A esa hora las persianas
de la taberna estaban cerradas para evitar el calor del mediodía, de modo que Maurizia
Rugieri necesitó un buen rato para acomodar los ojos a la penumbra y distinguir
en una de las mesas del fondo a Ezio Longo y el hombre joven que debía ser su hijo.
Su marido había cambiado mucho menos que ella, tal vez porque siempre fue una persona
sin edad. El mismo cuello de león, el mismo sólido esqueleto, las mismas facciones
torpes y ojos hundidos, pero ahora dulcificados por un abanico de arrugas alegres
producidas por el buen humor. Inclinado sobre su plato, masticaba con entusiasmo,
escuchando la charla del hijo. Maurizia los observó de lejos. Su hijo debía andar
cerca de los treinta años. Aunque tenía los huesos largos y la piel delicada de
ella, los gestos eran los de su padre, comía con igual placer, golpeaba la mesa
para enfatizar sus palabras, se reía de buena gana, era un hombre vital y enérgico,
con un sentido categórico de su propia fortaleza, bien dispuesto para la lucha.

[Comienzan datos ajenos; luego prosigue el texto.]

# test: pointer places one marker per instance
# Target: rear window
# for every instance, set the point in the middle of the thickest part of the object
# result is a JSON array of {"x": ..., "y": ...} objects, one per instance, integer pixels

Maurizia miró a Ezio Longo con ojos nuevos y vio por primera vez sus macizas virtudes
masculinas. Dio un par de pasos al frente, conmovida, con el aire atascado en el
pecho, viéndose a sí misma desde otra dimensión, como si estuviera sobre un escenario
representando el momento más dramático del largo teatro que había sido su existencia,
con los nombres de su marido y su hijo en los labios y la mejor disposición para
ser perdonada por tantos años de abandono. En ese par de minutos vio los minuciosos
engranajes de la trampa donde se había metido durante tres décadas de alucinaciones.
Comprendió que el verdadero héroe de la novela era Ezio Longo, y quiso creer que
él había seguido deseándola y esperándola durante todos esos años con el amor persistente
y apasionado que Leonardo Gómez nunca pudo darle porque no estaba en su naturaleza.
En ese instante, cuando
un solo paso más la habría sacado de la zona de la sombra y puesto en evidencia,
el joven se inclinó, aferró la muñeca de su padre y le dijo algo con un guiño simpático.
Los dos estallaron en carcajadas, palmoteándose los brazos, desordenándose mutuamente
el cabello, con una ternura viril y una firme complicidad de la cual Maurizia Rugieri
y el resto del mundo estaban excluidos. Ella vaciló por un momento infinito en la
frontera entre la realidad y el sueño, luego retrocedió, salió de la taberna, abrió
su paraguas negro y volvió a su casa con la guacamaya volando sobre su cabeza, como
un estrafalario arcángel de calendario.